En la pugna tensa por quedarse en el mundo, ganó la muerte, que arruinó sueños y proyectos que emprendería el «actorazo» –tal como decimos aquí–. Sin embargo, y a pesar de ello, hay un tipo de salud que no pueden quebrar ni las tinieblas mismas. De esa gozará eternamente Enrique Molina. 

Cierto es que instituciones, personalidades, familiares, amigos y seres comunes lamentan hoy su partida. Que se anuda la garganta cuando lo confirman los medios, después de albergar la esperanza de su mejoría. Pero otras verdades se imponen, y están dentro de nosotros.

Preguntémonos si dentro de sí no quedó para siempre aquel Silvestre Cañizo que nos desgarró y al que quisimos limpiarle las heridas, el personaje incólume a pesar del daño sufrido, el que supo proteger su espíritu…; si sus interpretaciones de Lenin, trabajo que lo satisfizo con creces, no fueron en extremo convincentes; si el Sixto visto recientemente en nuestras pantallas no era sino la encarnación misma de un personaje que se nos hizo aborrecible, de tan magníficamente interpretado.

Ese era el actor. Pero el hombre, el cubano intachable, el que recibiera a lo largo de su vida merecidos reconocimientos, entre ellos la Orden Félix Varela, colocada en su pecho recientemente de manos del Primer Secretario del Partido Comunista y Presidente Miguel Díaz-Canel, fue también un hombre cabal.

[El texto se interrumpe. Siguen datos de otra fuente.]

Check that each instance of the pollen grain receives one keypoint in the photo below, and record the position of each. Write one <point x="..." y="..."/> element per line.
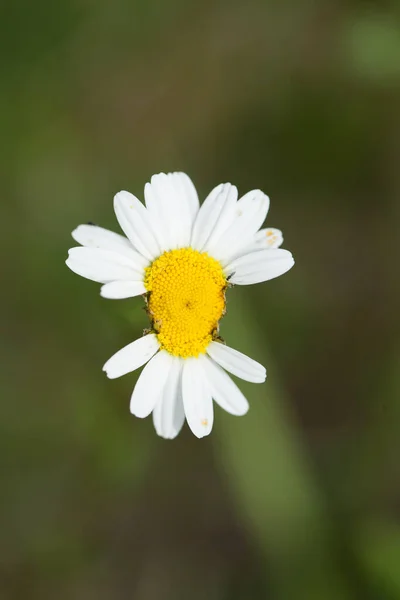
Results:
<point x="186" y="300"/>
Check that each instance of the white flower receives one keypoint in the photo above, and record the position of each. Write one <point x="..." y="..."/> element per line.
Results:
<point x="182" y="257"/>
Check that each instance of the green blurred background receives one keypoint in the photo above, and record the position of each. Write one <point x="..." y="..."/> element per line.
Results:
<point x="299" y="500"/>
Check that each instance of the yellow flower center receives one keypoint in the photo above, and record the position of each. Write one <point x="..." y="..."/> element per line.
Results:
<point x="186" y="300"/>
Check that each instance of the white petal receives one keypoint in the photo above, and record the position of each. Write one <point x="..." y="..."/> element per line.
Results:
<point x="224" y="391"/>
<point x="168" y="414"/>
<point x="94" y="236"/>
<point x="173" y="204"/>
<point x="102" y="265"/>
<point x="132" y="356"/>
<point x="259" y="266"/>
<point x="215" y="215"/>
<point x="187" y="193"/>
<point x="151" y="384"/>
<point x="116" y="290"/>
<point x="135" y="221"/>
<point x="263" y="239"/>
<point x="250" y="213"/>
<point x="237" y="363"/>
<point x="268" y="238"/>
<point x="197" y="399"/>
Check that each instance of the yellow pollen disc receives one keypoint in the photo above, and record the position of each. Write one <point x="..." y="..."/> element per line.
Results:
<point x="186" y="300"/>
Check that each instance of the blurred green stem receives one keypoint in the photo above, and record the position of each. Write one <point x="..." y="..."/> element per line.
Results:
<point x="265" y="463"/>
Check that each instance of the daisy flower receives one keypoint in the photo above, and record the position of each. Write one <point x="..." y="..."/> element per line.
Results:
<point x="182" y="257"/>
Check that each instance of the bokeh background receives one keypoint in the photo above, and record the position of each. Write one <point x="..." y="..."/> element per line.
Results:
<point x="300" y="499"/>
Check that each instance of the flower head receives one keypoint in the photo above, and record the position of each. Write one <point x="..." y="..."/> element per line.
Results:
<point x="182" y="256"/>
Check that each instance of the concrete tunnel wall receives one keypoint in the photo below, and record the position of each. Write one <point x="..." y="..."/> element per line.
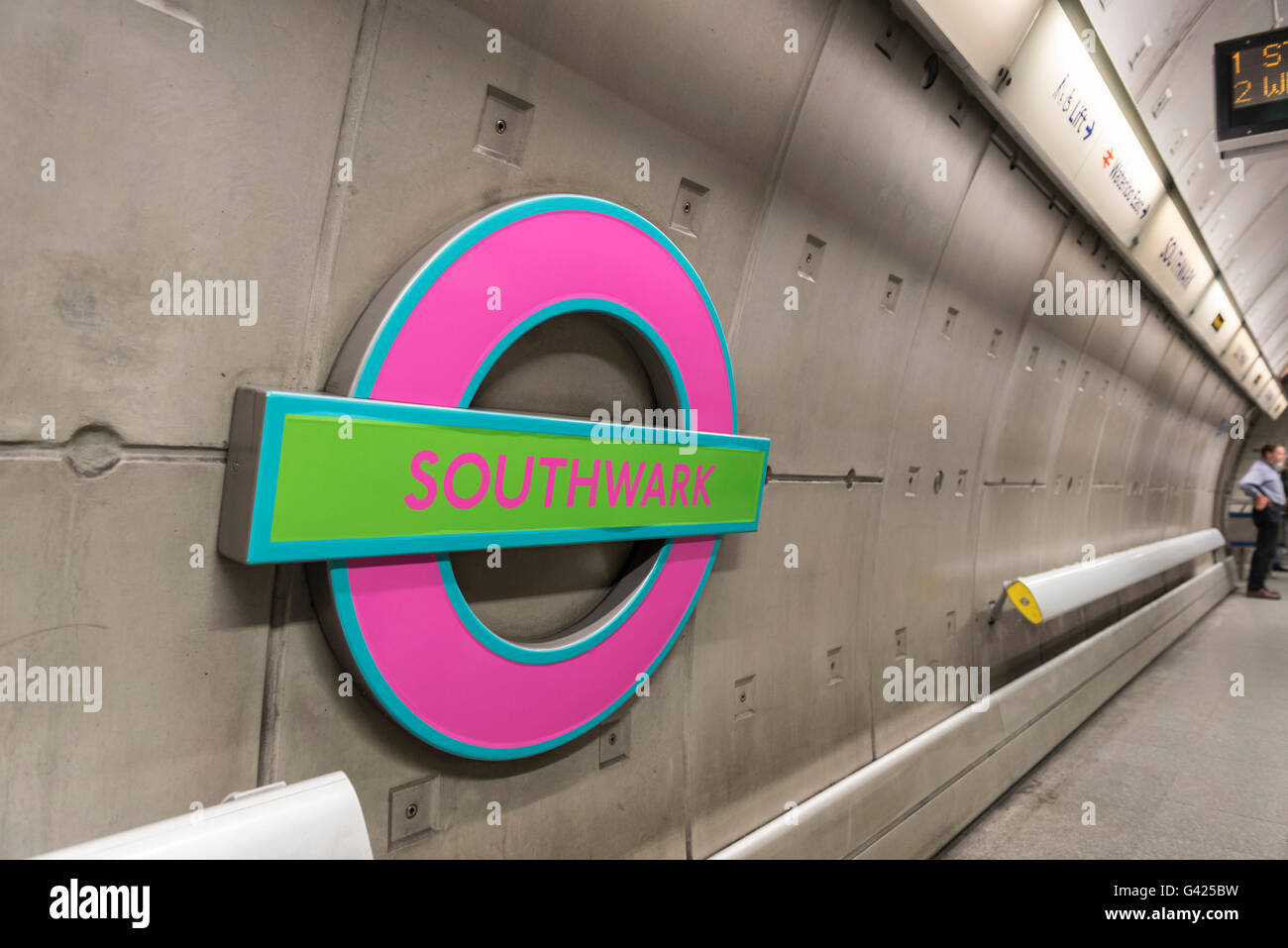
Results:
<point x="1061" y="430"/>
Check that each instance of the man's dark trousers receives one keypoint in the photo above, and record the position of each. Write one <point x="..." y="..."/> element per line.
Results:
<point x="1267" y="535"/>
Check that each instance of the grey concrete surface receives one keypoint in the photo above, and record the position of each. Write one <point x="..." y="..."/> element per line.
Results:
<point x="1176" y="767"/>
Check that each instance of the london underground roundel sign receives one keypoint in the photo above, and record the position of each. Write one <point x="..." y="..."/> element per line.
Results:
<point x="378" y="479"/>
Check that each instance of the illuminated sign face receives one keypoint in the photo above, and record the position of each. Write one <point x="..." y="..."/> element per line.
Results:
<point x="1258" y="75"/>
<point x="1252" y="91"/>
<point x="378" y="479"/>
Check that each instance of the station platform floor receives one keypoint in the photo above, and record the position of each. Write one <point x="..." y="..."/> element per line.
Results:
<point x="1176" y="767"/>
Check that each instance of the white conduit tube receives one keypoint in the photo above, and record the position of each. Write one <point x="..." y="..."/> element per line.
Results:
<point x="1042" y="596"/>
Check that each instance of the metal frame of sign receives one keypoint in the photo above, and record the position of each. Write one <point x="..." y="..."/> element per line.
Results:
<point x="1256" y="128"/>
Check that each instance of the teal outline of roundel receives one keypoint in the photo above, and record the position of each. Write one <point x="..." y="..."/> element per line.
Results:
<point x="370" y="369"/>
<point x="485" y="636"/>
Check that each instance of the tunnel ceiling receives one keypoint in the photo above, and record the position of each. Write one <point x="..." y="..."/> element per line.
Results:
<point x="1163" y="54"/>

En una célebre entrevista dijo: «Me siento tan feliz de ser cubano que nada de lo que ocurra en este país me asusta ni me da miedo. Nada. Lo mismo un ciclón como si se vuelve a repetir otra vez Playa Girón. Nada me asusta, porque sé que de ahí uno va a salir».

¿De qué modo podría morir del todo quien pasó por la vida como lo hizo Enrique Molina? Quien lo dude no pudo haberlo conocido ni haber disfrutado su inmortal obra.